Estimating Causal Effects On Social Networks

In most real-world systems units are interconnected and can be represented as networks consisting of nodes and edges. For instance, in social systems individuals can have social ties, family or financial relationships. In settings where some units are exposed to a treatment and its effects spills over connected units, estimating both the direct effect of the treatment and spillover effects presents several challenges. First, assumptions on the way and the extent to which spillover effects occur along the observed network are required. Second, in observational studies, where the treatment assignment is not under the control of the investigator, confounding and homophily are potential threats to the identification and estimation of causal effects on networks.
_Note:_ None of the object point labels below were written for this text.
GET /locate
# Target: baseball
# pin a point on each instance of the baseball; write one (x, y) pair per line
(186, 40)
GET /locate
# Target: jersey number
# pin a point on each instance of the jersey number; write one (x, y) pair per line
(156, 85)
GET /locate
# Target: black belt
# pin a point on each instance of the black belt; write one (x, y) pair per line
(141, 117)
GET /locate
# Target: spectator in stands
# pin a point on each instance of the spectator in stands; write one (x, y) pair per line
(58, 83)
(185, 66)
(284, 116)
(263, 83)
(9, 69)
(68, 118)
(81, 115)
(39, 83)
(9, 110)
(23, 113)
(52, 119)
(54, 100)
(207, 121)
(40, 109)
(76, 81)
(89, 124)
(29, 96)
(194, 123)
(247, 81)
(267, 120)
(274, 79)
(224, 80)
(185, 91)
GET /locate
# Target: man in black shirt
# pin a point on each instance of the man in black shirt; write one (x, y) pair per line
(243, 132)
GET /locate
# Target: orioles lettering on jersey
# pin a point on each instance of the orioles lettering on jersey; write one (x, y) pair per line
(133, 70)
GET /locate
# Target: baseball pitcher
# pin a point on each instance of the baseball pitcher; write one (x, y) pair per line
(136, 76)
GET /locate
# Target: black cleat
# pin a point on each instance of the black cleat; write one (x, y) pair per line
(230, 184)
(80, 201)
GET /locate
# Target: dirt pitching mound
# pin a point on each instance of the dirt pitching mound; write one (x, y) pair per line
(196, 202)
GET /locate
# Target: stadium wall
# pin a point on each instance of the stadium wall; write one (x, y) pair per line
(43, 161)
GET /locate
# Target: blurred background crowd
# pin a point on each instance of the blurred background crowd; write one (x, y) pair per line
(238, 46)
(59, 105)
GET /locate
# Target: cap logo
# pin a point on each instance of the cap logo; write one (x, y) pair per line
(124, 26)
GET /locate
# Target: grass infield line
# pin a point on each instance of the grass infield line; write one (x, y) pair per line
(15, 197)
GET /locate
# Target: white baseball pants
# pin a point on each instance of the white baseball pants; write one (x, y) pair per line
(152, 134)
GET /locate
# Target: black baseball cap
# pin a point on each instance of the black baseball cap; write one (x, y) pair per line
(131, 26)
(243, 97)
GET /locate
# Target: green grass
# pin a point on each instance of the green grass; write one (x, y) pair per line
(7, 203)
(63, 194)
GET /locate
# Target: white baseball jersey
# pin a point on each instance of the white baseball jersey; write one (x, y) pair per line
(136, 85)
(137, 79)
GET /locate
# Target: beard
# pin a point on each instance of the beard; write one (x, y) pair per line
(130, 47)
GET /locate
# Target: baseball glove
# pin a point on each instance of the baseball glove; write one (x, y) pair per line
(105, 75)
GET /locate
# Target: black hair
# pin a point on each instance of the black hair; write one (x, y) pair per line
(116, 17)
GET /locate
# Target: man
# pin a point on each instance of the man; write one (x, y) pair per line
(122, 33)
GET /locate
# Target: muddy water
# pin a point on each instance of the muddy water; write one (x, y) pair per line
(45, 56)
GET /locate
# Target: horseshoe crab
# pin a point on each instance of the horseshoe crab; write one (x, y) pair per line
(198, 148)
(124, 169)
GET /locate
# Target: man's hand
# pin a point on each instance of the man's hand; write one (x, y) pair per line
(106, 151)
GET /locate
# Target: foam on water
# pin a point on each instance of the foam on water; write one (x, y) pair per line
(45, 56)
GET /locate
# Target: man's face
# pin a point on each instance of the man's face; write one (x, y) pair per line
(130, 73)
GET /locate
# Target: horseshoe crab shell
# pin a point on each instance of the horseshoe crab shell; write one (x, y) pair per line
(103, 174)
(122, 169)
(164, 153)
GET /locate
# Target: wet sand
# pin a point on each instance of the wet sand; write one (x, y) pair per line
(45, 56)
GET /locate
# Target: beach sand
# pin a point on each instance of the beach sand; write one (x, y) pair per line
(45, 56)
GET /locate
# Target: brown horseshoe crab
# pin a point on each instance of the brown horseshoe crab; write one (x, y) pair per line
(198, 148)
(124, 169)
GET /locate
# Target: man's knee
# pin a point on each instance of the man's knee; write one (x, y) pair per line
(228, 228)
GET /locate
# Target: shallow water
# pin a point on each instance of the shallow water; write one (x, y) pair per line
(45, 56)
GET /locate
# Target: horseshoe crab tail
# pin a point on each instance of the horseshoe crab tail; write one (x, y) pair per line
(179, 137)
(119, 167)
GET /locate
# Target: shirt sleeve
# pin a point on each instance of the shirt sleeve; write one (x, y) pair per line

Here, we make two structural assumptions: i) neighborhood interference, which assumes interference to operate only through a function of the the immediate neighbors' treatments, ii) unconfoundedness of the individual and neighborhood treatment, which rules out the presence of unmeasured confounding variables, including those driving homophily. Under these assumptions we develop a new covariate-adjustment estimator for treatment and spillover effects in observational studies on networks. Estimation is based on a generalized propensity score that balances individual and neighborhood covariates across units under different levels of individual treatment and of exposure to neighbors' treatment. Adjustment for propensity score is performed using a penalized spline regression. Inference capitalizes on a three-step Bayesian procedure which allows taking into account the uncertainty in the propensity score estimation and avoiding model feedback. Finally, correlation of interacting units is taken into account using a community detection algorithm and incorporating random effects in the outcome model. All these sources of variability, including variability of treatment assignment, are accounted for in the posterior distribution of finite-sample causal estimands.